Perjanjian WTO ini sering digunakan oleh Indonesia untuk mempersoalkan kebijakan negara anggota WTO lainnya apabila dianggap melanggar perjanjian WTO sehingga merugikan Indonesia. Namun sebaliknya, Indonesia juga sering mendapatkan keluhan dari negara lain jika ada kebijakan perdagangan Indonesia yang dianggap melanggar perjanjian WTO.
Perjanjian-perjanjian di WTO itu sendiri tidaklah sempurna. Ia merefleksikan kondisi saat perjanjian itu dirundingkan dari tahun 1986 hingga 1994. Sejak itu, dunia mengalami banyak perubahan signifikan, seperti ledakan jumlah penduduk di negara berkembang, perubahan cuaca yang memengaruhi produksi pertanian, meningkatnya urbanisasi, meningkatnya kemampuan fiskal negara berkembang, serta kemajuan teknologi, khususnya di bidang genetika dan digital.
Karena itu, negara berkembang menilai bahwa beberapa perjanjian WTO perlu dikoreksi karena tidak mengakomodasi realitas di negara berkembang saat ini. Itulah yang sedang diperjuangkan Indonesia bersama sejumlah negara berkembang lainnya di Geneva tempat WTO bermarkas, antara lain sebagai ketua G-33, yaitu sebuah kelompok terdiri dari 48 negara berkembang yang memiliki sensitivitas terhadap impor produk pertanian.
Terlepas dari berbagai ketimpangannya, perjanjian-perjanjian WTO tetap menjadi rujukan baku bagi 164 negara anggotanya. Karena itu, untuk mengelola pasar dengan sebaik-baiknya, pemerintah tetap perlu mengindahkan sejumlah perjanjian yang ada di WTO. Hal ini penting untuk menghindari kemungkinan Indonesia diadukan ke WTO oleh negara lain, yang akan menguras tidak saja tenaga, pikiran, dan waktu, tetapi juga biaya untuk beperkara.

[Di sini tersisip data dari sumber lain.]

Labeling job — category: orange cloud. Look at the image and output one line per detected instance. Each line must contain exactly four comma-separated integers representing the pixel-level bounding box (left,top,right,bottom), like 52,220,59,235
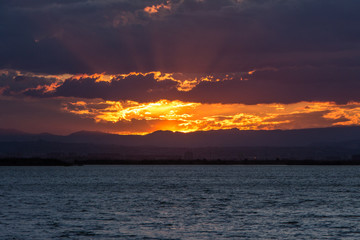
63,100,360,134
144,1,171,14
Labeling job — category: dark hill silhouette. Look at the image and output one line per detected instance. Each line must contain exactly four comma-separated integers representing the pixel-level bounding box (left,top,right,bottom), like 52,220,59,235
0,127,360,147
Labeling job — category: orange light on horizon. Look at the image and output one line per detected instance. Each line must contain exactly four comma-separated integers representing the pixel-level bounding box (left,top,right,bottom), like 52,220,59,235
63,100,360,134
144,1,171,14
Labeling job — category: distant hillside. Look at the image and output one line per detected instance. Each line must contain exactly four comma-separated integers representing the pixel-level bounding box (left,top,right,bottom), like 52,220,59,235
0,127,360,148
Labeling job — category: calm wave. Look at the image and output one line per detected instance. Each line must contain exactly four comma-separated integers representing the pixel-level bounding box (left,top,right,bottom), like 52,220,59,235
0,166,360,239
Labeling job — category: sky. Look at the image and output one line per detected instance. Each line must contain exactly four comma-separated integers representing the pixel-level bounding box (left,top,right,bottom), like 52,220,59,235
0,0,360,134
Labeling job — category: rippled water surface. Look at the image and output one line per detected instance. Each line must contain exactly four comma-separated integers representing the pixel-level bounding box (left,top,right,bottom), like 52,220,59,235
0,166,360,239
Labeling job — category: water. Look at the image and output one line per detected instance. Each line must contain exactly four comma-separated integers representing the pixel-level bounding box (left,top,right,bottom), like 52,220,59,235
0,166,360,239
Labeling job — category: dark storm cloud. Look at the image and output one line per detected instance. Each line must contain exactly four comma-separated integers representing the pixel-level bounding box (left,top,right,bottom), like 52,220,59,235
17,66,360,104
0,0,360,104
25,74,181,102
0,0,360,73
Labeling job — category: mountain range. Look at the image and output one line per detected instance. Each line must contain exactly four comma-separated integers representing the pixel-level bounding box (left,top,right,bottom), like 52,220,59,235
0,126,360,148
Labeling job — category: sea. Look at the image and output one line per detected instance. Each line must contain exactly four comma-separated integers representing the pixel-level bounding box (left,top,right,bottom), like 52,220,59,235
0,165,360,240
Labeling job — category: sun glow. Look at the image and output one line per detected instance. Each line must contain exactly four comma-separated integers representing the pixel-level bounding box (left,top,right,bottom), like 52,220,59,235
63,99,360,134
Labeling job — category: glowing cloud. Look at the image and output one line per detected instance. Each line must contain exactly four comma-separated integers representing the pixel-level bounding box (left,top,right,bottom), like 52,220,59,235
63,100,360,134
144,1,171,14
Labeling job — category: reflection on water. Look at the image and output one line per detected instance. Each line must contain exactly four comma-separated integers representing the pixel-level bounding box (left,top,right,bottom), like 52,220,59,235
0,166,360,239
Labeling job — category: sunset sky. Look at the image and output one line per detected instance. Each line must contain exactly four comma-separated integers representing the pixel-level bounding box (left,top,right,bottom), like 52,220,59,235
0,0,360,134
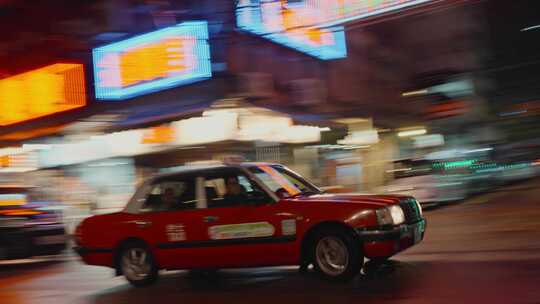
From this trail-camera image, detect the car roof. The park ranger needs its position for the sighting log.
[148,162,281,181]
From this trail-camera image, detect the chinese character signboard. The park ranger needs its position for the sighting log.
[93,21,212,100]
[0,63,86,126]
[236,0,433,60]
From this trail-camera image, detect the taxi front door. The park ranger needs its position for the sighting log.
[196,201,298,268]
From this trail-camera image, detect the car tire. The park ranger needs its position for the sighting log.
[311,229,364,282]
[118,242,158,287]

Sejumlah perjanjian WTO memberi hak kepada anggotanya untuk melakukan larangan dan pembatasan berdasarkan pertimbangan K3LM, yaitu kesehatan, keamanan, keselamatan, lingkungan, dan moral.
Namun, perjanjian WTO juga menegaskan bahwa larangan dan pembatasan dapat diterapkan bukan sebagai instrumen untuk menghambat impor guna melindungi produk lokal. Untuk membantu produk lokal ini, perjanjian WTO menyediakan instrumen lain bagi anggotanya, seperti kebijakan tarif, subsidi sampai batas tertentu, serta langkah anti dumping, anti subsidi dan pengamanan (safeguard).
Didesak oleh tuntutan domestiknya, banyak negara anggota "mengakali" perjanjian WTO sehingga kebijakannya tampak masih sesuai dengan ketentuan di WTO. Namun, WTO juga menyediakan wadah, yaitu Badan Penyelesaian Sengketa apabila negara lain merasa dirugikan oleh akal-akalan ini.
Bila demikian realitasnya, kita harus berusaha menjadi smart boy, mengikuti kaidah-kaidah yang diatur di WTO, tetapi bila perlu juga "mengakali" secara cerdas perjanjian WTO agar kepentingan nasional kita tercapai. Kata kuncinya, sekali lagi, adalah "mengelola" pasar.
IMAN PAMBAGYO, ANGGOTA TRAP FORUM (LEMBAGA PENGAMAT KEBIJAKAN PERDAGANGAN BERKEDUDUKAN DI JAKARTA)
Versi cetak artikel ini terbit di harian Kompas edisi 3 Oktober 2016, di halaman 6 dengan judul "Mengelola Pasar di Era Globalisasi".